NK1.1 expression defines a population of CD4+ effector T cells displaying Th1 and Tfh cell properties that support early antibody production during Plasmodium yoelii infection

 Daniel J. Wikenheiser1, Susie L. Brown1, Juhyung Lee1 and  Jason S. Stumhofer1*
  • 1University of Arkansas for Medical Sciences, United States

Early plasmablast induction is a hallmark of Plasmodium infection and is thought to contribute to the control of acute parasite burden. Although long understood to be a T-cell dependent phenomenon, regulation of early plasmablast differentiation, however, is poorly understood. Here, we identify a population of CD4+ T cells that express the innate NK cell marker NK1.1 as an important source of T cell help for early plasmablast and parasite-specific Ab production. Interestingly, NK1.1+ CD4+ T cells arise from conventional, naive NK1.1- CD4+ T cells, and their generation is independent of CD1d but critically reliant on MHC-II. CD4+ T cells that express NK1.1 early after activation produce IFN- and IL-21, and express the follicular helper T (Tfh) cell markers ICOS, PD-1 and CXCR5 more frequently than NK1.1- CD4+ T cells. Further analysis of this population revealed that NK1.1+ Tfh-like cells were more regularly complexed with plasmablasts than NK1.1- Tfh-like cells. Ultimately, depletion of NK1.1+ cells impaired class-switched parasite-specific antibody production during early Plasmodium yoelii infection. Together, these data suggest that expression of NK1.1 defines a population of rapidly expanding effector CD4+ T cells that specifically promote plasmablast induction during Plasmodium infection and represent a subset of T cells whose modulation could promote effective vaccine design.

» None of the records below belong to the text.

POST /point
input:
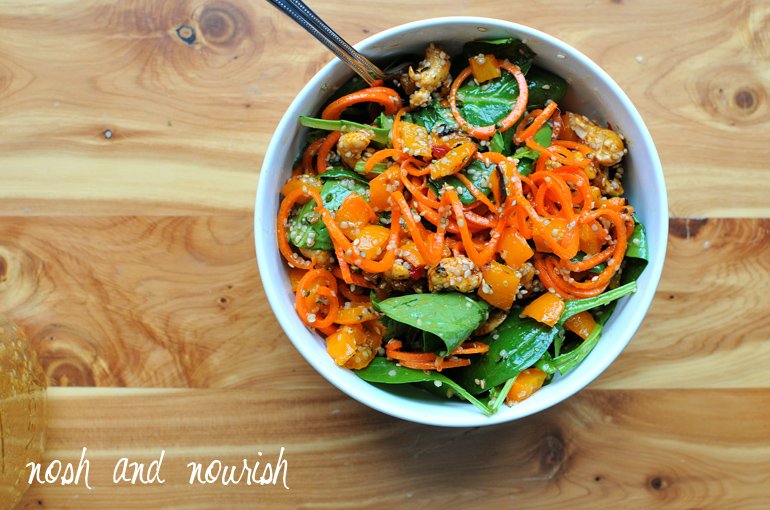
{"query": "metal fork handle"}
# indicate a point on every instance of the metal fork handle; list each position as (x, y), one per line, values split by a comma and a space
(308, 20)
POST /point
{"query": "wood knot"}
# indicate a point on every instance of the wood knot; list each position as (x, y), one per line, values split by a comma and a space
(686, 228)
(745, 99)
(658, 483)
(186, 33)
(69, 358)
(553, 453)
(734, 95)
(222, 24)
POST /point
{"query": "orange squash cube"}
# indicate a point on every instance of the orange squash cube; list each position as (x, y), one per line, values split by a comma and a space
(499, 285)
(484, 68)
(514, 249)
(547, 309)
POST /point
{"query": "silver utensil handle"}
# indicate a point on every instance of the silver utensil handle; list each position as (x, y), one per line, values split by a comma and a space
(306, 18)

Keywords: Malaria, T follicular helper cell (TFH), antibody, NK1.1+ cells, plasmablast

Received: 28 Jun 2018; Accepted: 13 Sep 2018.

Edited by:

Kevin Couper, University of Manchester, United Kingdom

Reviewed by:

Tracey Lamb, University of Utah, United States
Robin Stephens, The University of Texas Medical Branch at Galveston, United States  

Copyright: © 2018 Wikenheiser, Brown, Lee and Stumhofer. This is an open-access article distributed under the terms of the Creative Commons Attribution License (CC BY). The use, distribution or reproduction in other forums is permitted, provided the original author(s) and the copyright owner(s) are credited and that the original publication in this journal is cited, in accordance with accepted academic practice. No use, distribution or reproduction is permitted which does not comply with these terms.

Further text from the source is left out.